One in a series of holiday-inspired destinations in co-op country.
This month: St. Patrick’s Day.
John Neilson of Albemarle County helped to define Virginia architecture
by Gregg MacDonald, Staff Writer
United Irishman John Neilson, buried in Charlottesville, Va., lived a hard but charmed life. Born in 1770 in Ballycarry, Ireland, Neilson escaped death after British Redcoats hanged his 15-year-old brother in their family’s front yard. An older brother drowned at sea while being exiled to the West Indies with Neilson, who escaped a similar fate.
Somehow, Neilson survived wandering through the North American wilderness of the late 18th century alone and penniless, slowly making his way, mostly on foot, to Philadelphia.
After being naturalized as a U.S. citizen in 1804, he moved to Virginia, befriended two U.S. presidents and made a name for himself as a master carpenter, draftsman and architect.
Today, his work is well-known in Albemarle, Fluvanna and Orange counties.
“The United Irishmen were an Irish political organization formed in 1791 who, spurred on by the American and French revolutions, hoped to gain Irish independence from British forces,” says Kevin Donleavy of Charlottesville.
“Neilson and his two brothers were actively involved and all three were captured.The British were notoriously brutal in their dealings with this group.”
Donleavy is a longtime member of Clann Mohr, an academic group of Charlottesville-based researchers who specialize in Irish American history.
He says he’s likely the most knowledgeable person still living in America when it comes to John Neilson, and authored a pamphlet about him.
“As a young man, he was apprenticed to Irish architect James Hunter before being banished for life from Ireland, and then when he came to Virginia and took up residence in Albemarle County, he befriended both Thomas Jefferson and James Madison and helped to build their respective homes,Monticello and Montpelier, as well as some parts of the University of Virginia,” Donleavy says.
Gardiner Hallock, vice president for architecture, collections and facilities for Monticello, says Neilson had a profound effect on Monticello’s first renovation period between 1804 and 1809.
“Neilson was a master house-joiner and architectural woodworker who did some of the exterior and most of the interior woodwork you see today,” he says.
Neilson is also credited with helping to build Bremo, a plantation estate in Fluvanna County that is privately owned and considered by many to be his masterpiece. Built near the James River, Bremo was added to the National Register of Historic Places in 1969 and designated a National Historic Landmark in 1971 for its significance as an example of Jeffersonian architecture.
“It’s such a great example that many people to this day still think Thomas Jefferson built Bremo,” says Tricia Johnson, executive director of the Fluvanna Historical Society.

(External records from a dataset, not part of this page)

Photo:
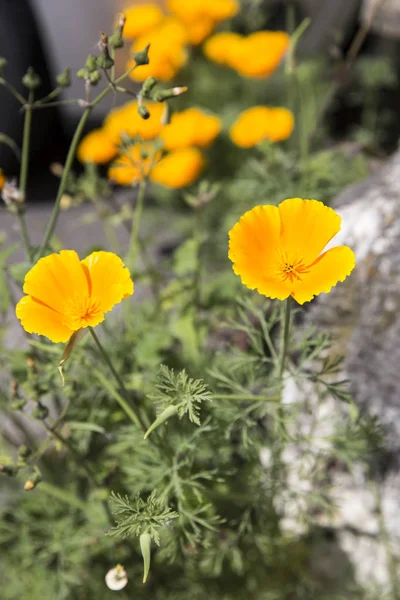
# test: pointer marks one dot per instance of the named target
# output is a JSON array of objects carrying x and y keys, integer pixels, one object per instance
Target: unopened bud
[
  {"x": 31, "y": 79},
  {"x": 3, "y": 64},
  {"x": 144, "y": 112},
  {"x": 116, "y": 579},
  {"x": 91, "y": 63},
  {"x": 104, "y": 61},
  {"x": 32, "y": 482},
  {"x": 148, "y": 86},
  {"x": 142, "y": 56},
  {"x": 94, "y": 77},
  {"x": 41, "y": 412},
  {"x": 64, "y": 78},
  {"x": 162, "y": 95}
]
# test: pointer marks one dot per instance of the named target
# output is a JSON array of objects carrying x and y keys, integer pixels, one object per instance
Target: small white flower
[{"x": 116, "y": 578}]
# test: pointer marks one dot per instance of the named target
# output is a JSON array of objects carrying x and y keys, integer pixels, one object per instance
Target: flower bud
[
  {"x": 3, "y": 64},
  {"x": 162, "y": 95},
  {"x": 145, "y": 548},
  {"x": 144, "y": 112},
  {"x": 142, "y": 56},
  {"x": 116, "y": 579},
  {"x": 91, "y": 63},
  {"x": 32, "y": 482},
  {"x": 148, "y": 86},
  {"x": 162, "y": 417},
  {"x": 31, "y": 79},
  {"x": 41, "y": 412},
  {"x": 64, "y": 78}
]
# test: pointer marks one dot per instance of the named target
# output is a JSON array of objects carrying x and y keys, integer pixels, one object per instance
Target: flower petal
[
  {"x": 253, "y": 249},
  {"x": 110, "y": 280},
  {"x": 307, "y": 227},
  {"x": 56, "y": 278},
  {"x": 38, "y": 318},
  {"x": 330, "y": 268}
]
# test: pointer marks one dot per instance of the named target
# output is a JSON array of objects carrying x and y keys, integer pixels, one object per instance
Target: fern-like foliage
[
  {"x": 138, "y": 516},
  {"x": 181, "y": 391}
]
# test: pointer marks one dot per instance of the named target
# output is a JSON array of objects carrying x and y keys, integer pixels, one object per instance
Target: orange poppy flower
[
  {"x": 279, "y": 251},
  {"x": 130, "y": 168},
  {"x": 66, "y": 294},
  {"x": 259, "y": 123},
  {"x": 190, "y": 127}
]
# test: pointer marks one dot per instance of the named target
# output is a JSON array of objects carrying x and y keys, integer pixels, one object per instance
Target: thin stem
[
  {"x": 23, "y": 175},
  {"x": 129, "y": 410},
  {"x": 133, "y": 243},
  {"x": 10, "y": 88},
  {"x": 284, "y": 337},
  {"x": 68, "y": 164}
]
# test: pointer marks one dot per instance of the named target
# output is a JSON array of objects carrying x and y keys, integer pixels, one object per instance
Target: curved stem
[
  {"x": 284, "y": 337},
  {"x": 134, "y": 241},
  {"x": 129, "y": 410}
]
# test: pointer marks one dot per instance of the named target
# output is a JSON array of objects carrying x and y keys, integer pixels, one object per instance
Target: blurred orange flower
[
  {"x": 131, "y": 167},
  {"x": 167, "y": 54},
  {"x": 96, "y": 147},
  {"x": 140, "y": 19},
  {"x": 277, "y": 250},
  {"x": 257, "y": 55},
  {"x": 65, "y": 294},
  {"x": 261, "y": 122},
  {"x": 191, "y": 127},
  {"x": 178, "y": 168},
  {"x": 126, "y": 120}
]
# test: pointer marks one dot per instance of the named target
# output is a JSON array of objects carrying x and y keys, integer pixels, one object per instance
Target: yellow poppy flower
[
  {"x": 140, "y": 19},
  {"x": 277, "y": 250},
  {"x": 66, "y": 294},
  {"x": 130, "y": 168},
  {"x": 257, "y": 55},
  {"x": 167, "y": 54},
  {"x": 260, "y": 54},
  {"x": 2, "y": 179},
  {"x": 220, "y": 47},
  {"x": 126, "y": 120},
  {"x": 96, "y": 147},
  {"x": 191, "y": 127},
  {"x": 259, "y": 123},
  {"x": 178, "y": 168},
  {"x": 218, "y": 10}
]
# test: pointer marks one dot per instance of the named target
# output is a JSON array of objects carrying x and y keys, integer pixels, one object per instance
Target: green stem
[
  {"x": 23, "y": 175},
  {"x": 68, "y": 164},
  {"x": 284, "y": 337},
  {"x": 134, "y": 241},
  {"x": 131, "y": 412},
  {"x": 12, "y": 91}
]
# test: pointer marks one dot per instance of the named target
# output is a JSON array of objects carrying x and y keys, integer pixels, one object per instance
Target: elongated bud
[
  {"x": 3, "y": 64},
  {"x": 162, "y": 95},
  {"x": 148, "y": 86},
  {"x": 142, "y": 56},
  {"x": 168, "y": 412},
  {"x": 145, "y": 548},
  {"x": 64, "y": 78},
  {"x": 31, "y": 79},
  {"x": 144, "y": 112},
  {"x": 116, "y": 40},
  {"x": 33, "y": 481},
  {"x": 104, "y": 61}
]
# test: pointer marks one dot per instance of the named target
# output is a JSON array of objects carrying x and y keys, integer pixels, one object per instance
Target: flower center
[
  {"x": 292, "y": 269},
  {"x": 82, "y": 311}
]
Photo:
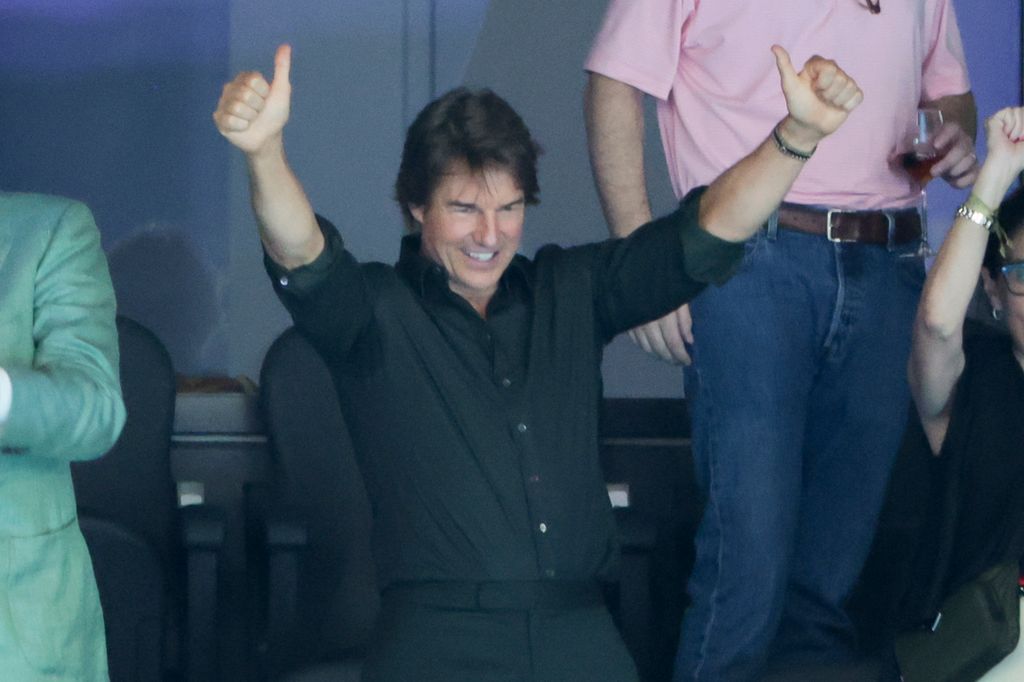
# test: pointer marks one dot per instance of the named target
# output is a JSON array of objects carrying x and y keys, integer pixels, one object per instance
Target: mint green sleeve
[{"x": 67, "y": 405}]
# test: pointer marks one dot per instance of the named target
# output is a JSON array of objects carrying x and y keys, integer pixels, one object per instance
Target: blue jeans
[{"x": 799, "y": 397}]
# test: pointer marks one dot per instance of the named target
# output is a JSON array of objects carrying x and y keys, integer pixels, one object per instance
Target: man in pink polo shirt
[{"x": 798, "y": 382}]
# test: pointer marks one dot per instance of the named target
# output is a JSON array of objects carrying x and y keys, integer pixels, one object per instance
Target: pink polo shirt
[{"x": 710, "y": 66}]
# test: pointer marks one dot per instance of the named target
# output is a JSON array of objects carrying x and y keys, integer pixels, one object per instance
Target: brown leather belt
[{"x": 884, "y": 227}]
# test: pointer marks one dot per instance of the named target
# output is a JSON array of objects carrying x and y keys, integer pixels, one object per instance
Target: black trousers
[{"x": 502, "y": 635}]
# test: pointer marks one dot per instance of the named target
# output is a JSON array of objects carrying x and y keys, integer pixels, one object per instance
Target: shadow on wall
[
  {"x": 163, "y": 282},
  {"x": 109, "y": 101}
]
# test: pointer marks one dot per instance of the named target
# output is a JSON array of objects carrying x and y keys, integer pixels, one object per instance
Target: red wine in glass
[{"x": 918, "y": 163}]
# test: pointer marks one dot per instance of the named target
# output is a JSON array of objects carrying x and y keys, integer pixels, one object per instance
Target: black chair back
[{"x": 315, "y": 482}]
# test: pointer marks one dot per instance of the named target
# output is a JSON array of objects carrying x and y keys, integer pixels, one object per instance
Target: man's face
[{"x": 471, "y": 227}]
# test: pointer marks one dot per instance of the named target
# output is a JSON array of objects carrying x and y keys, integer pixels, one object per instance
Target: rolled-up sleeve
[
  {"x": 328, "y": 298},
  {"x": 658, "y": 267}
]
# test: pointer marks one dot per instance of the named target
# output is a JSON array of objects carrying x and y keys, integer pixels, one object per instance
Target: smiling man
[{"x": 469, "y": 376}]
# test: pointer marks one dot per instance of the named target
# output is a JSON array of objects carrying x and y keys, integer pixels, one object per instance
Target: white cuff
[{"x": 5, "y": 391}]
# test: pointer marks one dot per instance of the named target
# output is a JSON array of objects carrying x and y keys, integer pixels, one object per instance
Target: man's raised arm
[
  {"x": 252, "y": 115},
  {"x": 818, "y": 97}
]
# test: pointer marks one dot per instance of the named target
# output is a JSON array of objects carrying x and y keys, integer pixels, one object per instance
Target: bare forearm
[
  {"x": 614, "y": 132},
  {"x": 287, "y": 224},
  {"x": 740, "y": 200},
  {"x": 953, "y": 278},
  {"x": 937, "y": 357}
]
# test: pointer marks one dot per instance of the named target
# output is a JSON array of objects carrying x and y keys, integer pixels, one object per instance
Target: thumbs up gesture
[
  {"x": 252, "y": 113},
  {"x": 819, "y": 96}
]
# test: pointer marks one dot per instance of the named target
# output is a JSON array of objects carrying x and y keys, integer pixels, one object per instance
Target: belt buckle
[{"x": 828, "y": 224}]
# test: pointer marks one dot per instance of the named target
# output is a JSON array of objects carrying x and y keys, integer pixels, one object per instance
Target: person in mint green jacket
[{"x": 59, "y": 401}]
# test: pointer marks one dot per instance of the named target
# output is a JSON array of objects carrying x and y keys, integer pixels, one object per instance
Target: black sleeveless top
[
  {"x": 948, "y": 518},
  {"x": 984, "y": 445}
]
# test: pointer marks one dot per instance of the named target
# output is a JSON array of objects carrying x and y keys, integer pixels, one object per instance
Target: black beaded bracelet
[{"x": 788, "y": 151}]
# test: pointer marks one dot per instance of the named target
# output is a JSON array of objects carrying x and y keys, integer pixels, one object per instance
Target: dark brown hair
[
  {"x": 475, "y": 127},
  {"x": 1011, "y": 216}
]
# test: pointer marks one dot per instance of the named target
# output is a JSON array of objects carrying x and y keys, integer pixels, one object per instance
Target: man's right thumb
[{"x": 282, "y": 65}]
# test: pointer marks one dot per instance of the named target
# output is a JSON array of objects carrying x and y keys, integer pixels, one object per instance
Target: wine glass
[{"x": 918, "y": 154}]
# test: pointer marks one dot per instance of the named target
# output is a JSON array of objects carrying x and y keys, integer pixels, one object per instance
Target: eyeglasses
[{"x": 1014, "y": 275}]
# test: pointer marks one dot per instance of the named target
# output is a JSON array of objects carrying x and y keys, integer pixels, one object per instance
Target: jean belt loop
[
  {"x": 890, "y": 242},
  {"x": 771, "y": 226}
]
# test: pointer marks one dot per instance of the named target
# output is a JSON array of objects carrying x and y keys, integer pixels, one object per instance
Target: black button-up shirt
[{"x": 478, "y": 438}]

In 1999, Donleavy and Clann Mohr decided that Neilson and his contributions to Virginia should be honored.
“We knew that he was buried in Charlottesville’s Maplewood Cemetery in 1827, but no one knew exactly where, so we dedicated a tombstone in a section of the cemetery that not only is one of the oldest but is also located where many other early Irish residents were buried,” he says.
“Although Neilson could never return to his native Ireland, he could, at least symbolically, rest among his own people again — for eternity.”